I tried to browse the standard to find it but if someone knows where to
look I would appreciate it a lot.

 

[Michael Doubez]

This won't work as dynamic_cast requires polymorphic types, pa1 and pa2 are
void* pointers (not polymorphic), if you meant pa1 and pa2 to be A* pointers

Yes, that's what I meant.

it still won't work as A is not polymorphic.

What do you mean ? A doesn't need to be polymorphic for dynamic_cast<>
to work.

 

[DeMarcus]

Yes, that's what I meant.


What do you mean ? A doesn't need to be polymorphic for dynamic_cast<>
to work.

Actually, yes. According to the standard, it says nothing about that
demand, but according to my compiler (gcc 4.4.1) it gives an error if A
is not polymorphic.

Something is wrong, I agree. Is it because there is no vtable in A?

 

[Michael Tsang]

Actually, yes. According to the standard, it says nothing about that
demand, but according to my compiler (gcc 4.4.1) it gives an error if A
is not polymorphic.

Something is wrong, I agree. Is it because there is no vtable in A?

The standard does say that to cast from base to derived needs a virtual
function in base. (ISO/IEC 14882:2003 Section 5.2.7 Dynamic cast
[expr.dynamic.cast]

1 The result of the expression dynamic_cast<T>(v) (omitted)
2 (omitted)
3 If the type of v is the same as the required result type (omitted), or it
is the same as R except that the class object type in R is move cv-qualified
than the class object type in v, (omitted)
4 (omitted)
5 If T is "pointer to cv1 B" and v has type "pointer to cv2 D" such that B
is a base class of D, (omitted)
6 Otherwise, v shall be a pointer to or an lvalue of a *polymorphic* type.

 

[Michael Doubez]

Actually, yes. According to the standard, it says nothing about that
demand, but according to my compiler (gcc 4.4.1) it gives an error if A
is not polymorphic.

Something is wrong, I agree. Is it because there is no vtable in A?

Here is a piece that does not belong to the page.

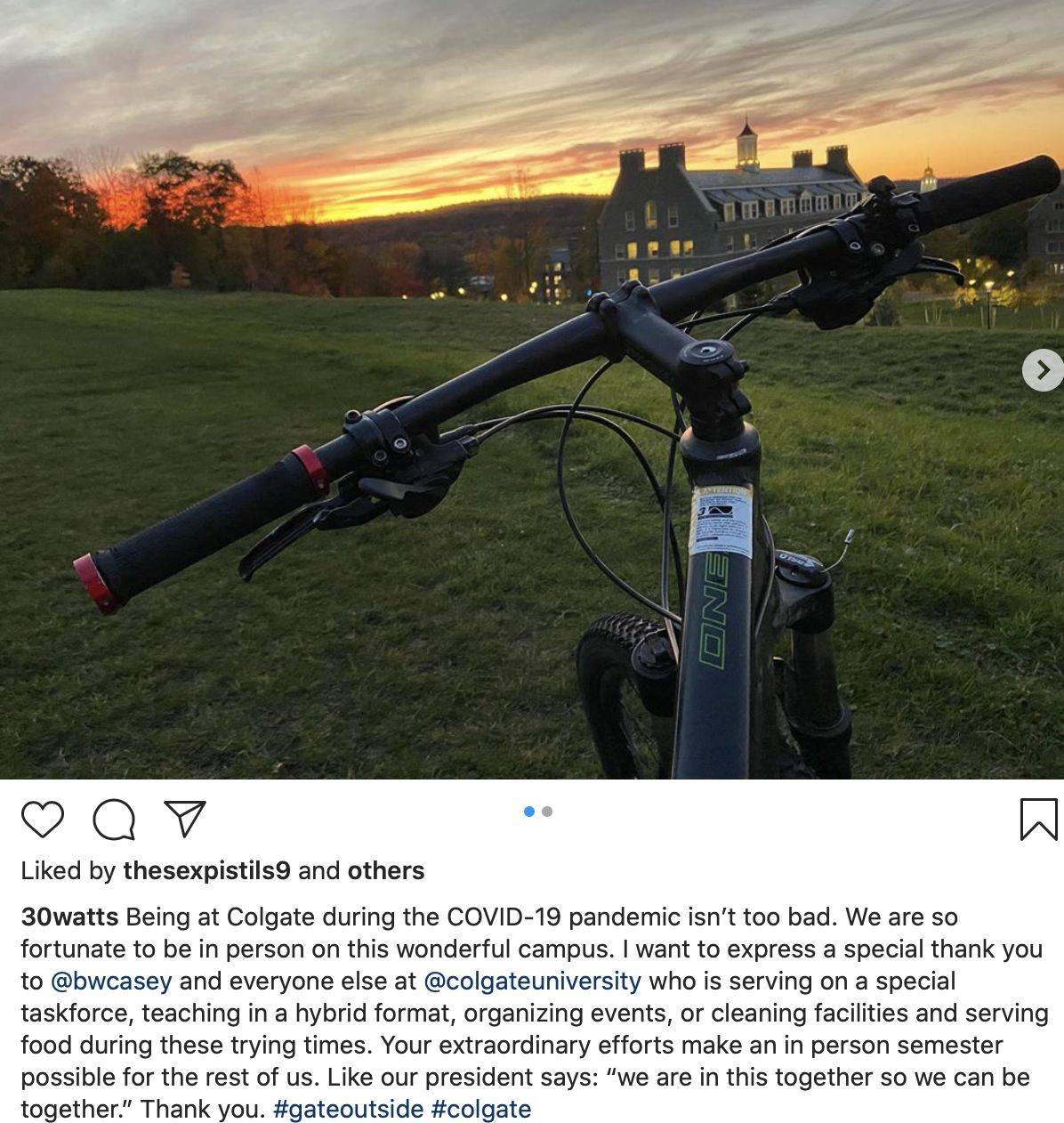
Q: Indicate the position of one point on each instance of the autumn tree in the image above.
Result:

The standard does say that to cast from base to derived needs a virtual
function in base. (ISO/IEC 14882:2003 Section 5.2.7 Dynamic cast
[expr.dynamic.cast]

1 The result of the expression dynamic_cast<T>(v) (omitted)
2 (omitted)
3 If the type of v is the same as the required result type (omitted), or it
is the same as R except that the class object type in R is move cv-qualified
than the class object type in v, (omitted)
4 (omitted)
5 If T is "pointer to cv1 B" and v has type "pointer to cv2 D" such that B
is a base class of D, (omitted)
6 Otherwise, v shall be a pointer to or an lvalue of a *polymorphic* type.

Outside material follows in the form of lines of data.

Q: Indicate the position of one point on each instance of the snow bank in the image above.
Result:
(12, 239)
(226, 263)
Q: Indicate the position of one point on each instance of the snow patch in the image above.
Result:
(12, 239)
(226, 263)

OK. The RTTI information is not generated if A is not polymorphic (or
without a specific compiler option or pragma) and dynamic_cast<>()
will fail.

Well. Easy enough to fix - use a virtual destructor.

 

[DeMarcus]

Michael Doubez wrote:
I hinted that with dynamic_cast<void*>() you get a pointer on the most
derived class. IMO, this is what you are looking for. In the example:
void* pa1 = static_cast<A*>(p2);
void* pa2 = static_cast<A*>(p3);
void* pv1 = dynamic_cast<void*>(pa1);
void* pv2 = dynamic_cast<void*>(pa2);
assert( pv1 == pv2 && "Should Succeed" );
This won't work as dynamic_cast requires polymorphic types, pa1 and pa2
are void* pointers (not polymorphic), if you meant pa1 and pa2 to be A*
pointers
Yes, that's what I meant.
it still won't work as A is not polymorphic.
What do you mean ? A doesn't need to be polymorphic for dynamic_cast<>
to work.
Actually, yes. According to the standard, it says nothing about that
demand, but according to my compiler (gcc 4.4.1) it gives an error if A
is not polymorphic.
Something is wrong, I agree. Is it because there is no vtable in A?

The standard does say that to cast from base to derived needs a virtual
function in base. (ISO/IEC 14882:2003 Section 5.2.7 Dynamic cast
[expr.dynamic.cast]

1 The result of the expression dynamic_cast<T>(v) (omitted)
2 (omitted)
3 If the type of v is the same as the required result type (omitted), or it
is the same as R except that the class object type in R is move cv-qualified
than the class object type in v, (omitted)
4 (omitted)
5 If T is "pointer to cv1 B" and v has type "pointer to cv2 D" such that B
is a base class of D, (omitted)
6 Otherwise, v shall be a pointer to or an lvalue of a *polymorphic* type.

OK. The RTTI information is not generated if A is not polymorphic (or
without a specific compiler option or pragma) and dynamic_cast<>()
will fail.

Well. Easy enough to fix - use a virtual destructor.

Yes, thanks!